I grew up in a Burton world where roads were criss-crossed by the spider’s web of brewery railways, pubs seemed to be on every street corner and more than a few blokes had taken advantage of drinking beer at work. I thought every town had a smell of spent yeast and Marmite. And the joy of a summer holiday job with free beer in the canteen. It wasn’t just the workers – I remember having to carry a case of beer up to the Bass board meeting for ‘tasting’.

Time moved on and drinking choices in town became clear – Ind Coope’s Burton Ale, Marston’s Pedigree or Bass. Whether it was the choice of pubs or the taste of the beers, it’s lost in nostalgia but I’d hope I’d been able to recognise that Burton beers are not all the same. Pedigree to me is so sulphurous you might be drinking water from a volcanic lake, Burton Ale was too much for a session but Draught Bass was the business.

As I’ve said before it’s just my taste but if I’d had to predict a beer capable of national success as real ale became mainstream it would have been Bass. A great brand in the UK and abroad, perfect for a session and a superb traditional bitter taste. In Burton it even had a tower named after it – until Coors rode into town.

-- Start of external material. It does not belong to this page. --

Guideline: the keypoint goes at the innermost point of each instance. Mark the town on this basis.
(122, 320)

Where is it now? It’s a stand back in amazement moment when you see it on a bar. Too many times recently I’ve stared wistfully at that Bass triangle on the outside of a pub only to face the inevitable Doom Bar inside. It’s easy to say it’s not the same Bass taste anymore but there’s still a hint of what might have been when it’s gently supped. (Congratulations to the Shoulder at Barton for keeping a very good pint.)

From a business perspective Marston’s has done a superb job on placing Pedigree as one of the key contenders for a real ale national treasure. Its sponsorship of England cricket hits the perfect demographic, the advertising pulls gently on nationalistic heartstrings and then there’s the taste (oh well you can’t have it all). They started with product, some regional brand-strength and a growing market and they’ve achieved wonders.

On the other hand InBev had the national (even worldwide) Bass brand – the perfect session product for the only growth market in town and they’ve failed completely and utterly. On the AB InBev website Bass is categorised as a lowly ‘local champion’ and without a hint of irony they note that “the brand has had an incredible pedigree (my italics) for centuries”. The marketing maestros probably don’t even realise it is brewed by Marston’s these days.